Something that holds many survivors back in trauma recovery is, we can’t imagine a recovery that is consistent with the life we’re living now.
I know, we’re working a trauma recovery to create a new life, that doesn’t particularly resemble the life we’re living now.
But in the short term, if we can only envision trauma recovery as something that entails a drastic departure from our current reality, it’s likely going to affect our levels of motivation and belief.
We’ve been around long enough to know that dramatic leaps rarely happen. They do happen, sometimes— but they tend to be the exception, not the norm.
We’ve been around long enough to know that tomorrow is probably going to look a lot like today. Much like today looked a lot like yesterday.
In trauma recovery, we are always swimming upstream against hopelessness and our vulnerability to becoming overwhelmed. Trying to envision our recovery as a whole new life, entirely incompatible with or removed from what we’re living now, makes us especially vulnerable to both.
This is is why I sound like a broken record when it comes to taking baby steps.
This is why I sound like a broken record when it comes to focusing on .01% shifts.
This is why I sound like a broken record when it comes to setting recovery goals so small they feel stupid— goals so small it’d almost be harder NOT to achieve them.

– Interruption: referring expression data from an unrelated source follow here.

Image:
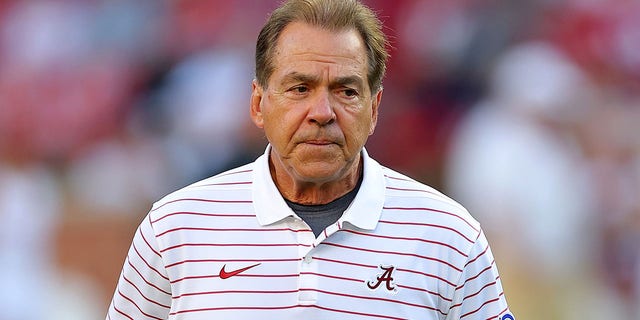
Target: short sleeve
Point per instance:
(143, 290)
(479, 293)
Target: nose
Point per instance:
(321, 110)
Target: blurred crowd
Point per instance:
(526, 112)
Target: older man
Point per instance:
(314, 228)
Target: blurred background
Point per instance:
(526, 112)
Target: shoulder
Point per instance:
(410, 200)
(229, 187)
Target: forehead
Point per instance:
(300, 42)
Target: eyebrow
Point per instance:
(337, 82)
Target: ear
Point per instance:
(256, 104)
(375, 103)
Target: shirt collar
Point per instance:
(363, 212)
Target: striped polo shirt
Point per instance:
(229, 247)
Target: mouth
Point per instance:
(318, 142)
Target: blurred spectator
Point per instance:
(106, 105)
(515, 163)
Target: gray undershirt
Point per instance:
(320, 216)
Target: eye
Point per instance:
(350, 92)
(299, 89)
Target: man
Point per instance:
(314, 228)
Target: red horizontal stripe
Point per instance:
(136, 305)
(435, 210)
(144, 279)
(233, 215)
(225, 183)
(417, 190)
(373, 298)
(200, 200)
(204, 293)
(232, 245)
(476, 276)
(225, 230)
(353, 312)
(366, 234)
(395, 253)
(479, 308)
(427, 225)
(231, 308)
(227, 260)
(122, 313)
(148, 244)
(147, 263)
(142, 294)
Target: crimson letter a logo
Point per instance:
(385, 276)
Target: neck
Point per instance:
(315, 192)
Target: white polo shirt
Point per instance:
(229, 247)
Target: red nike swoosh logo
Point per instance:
(228, 274)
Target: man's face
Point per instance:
(318, 110)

The truth is, I very much want a dramatically different life for you. That’s the only reason I do this work— because I love watching people completely remake themselves and their lives.
But I want that transformation to be realistic. I want it to actually happen. I don’t want it to remain a fantasy that sounds awesome and is temporarily motivating— but which evaporates when it’s exposed to the pressures and obligations of our current life.
Something we know very well in the behavioral sciences is that change that takes us dramatically out of our comfort zone is usually unsustainable without a massive level of support.
I don’t know about you, but I don’t know many trauma survivors working our recovery who have a “massive level of support” handy.
So: when I say start small, I’m not just talking about making changes you already have the strength and skill to make, although that’s obviously part of the equation.
I say start small to avoid freaking out your nervous system.
(If you’re a survivor working your recovery, chances are your nervous system exists at a baseline level of “freaked out”— we don’t particularly need to add to that with unrealistic expectations of recovery, you know?)
What I want for you in your recovery is to make consistent, manageable changes over time. I want, in six months, you to be able to look back on changes that you’ve made in how you think, feel, and behave, and realize, huh, it’s been six months— I didn’t think I could keep any of that up for six DAYS.
What we think, feel, and do has a lot to do with neural pathways that have been shaped and conditioned over time. If we try to rip out every neural network we have all at once, our nervous system is going to respond to that feeling of chaos and unfamiliarity by reverting back to and doubling down on its old programming.
That is to say, trying to make too many changes, too fast, not only won’t serve our trauma recovery— it’ll likely set us back.
Again, I don’t know about you, but I don’t have time to be set back in my trauma recovery.
So: if you want to make radical changes in how you think, feel, and behave in the long term, I’m gonna ask you to make teeny, tiny, barely noticeable— but very consistent and very purposeful— changes in how you talk to yourself, direct your mental focus, breathe, and use your body day by day.
This is how we realistically rebuild ourselves and our lives.
This is how we sustainably recover.
This is how we actually make it happen.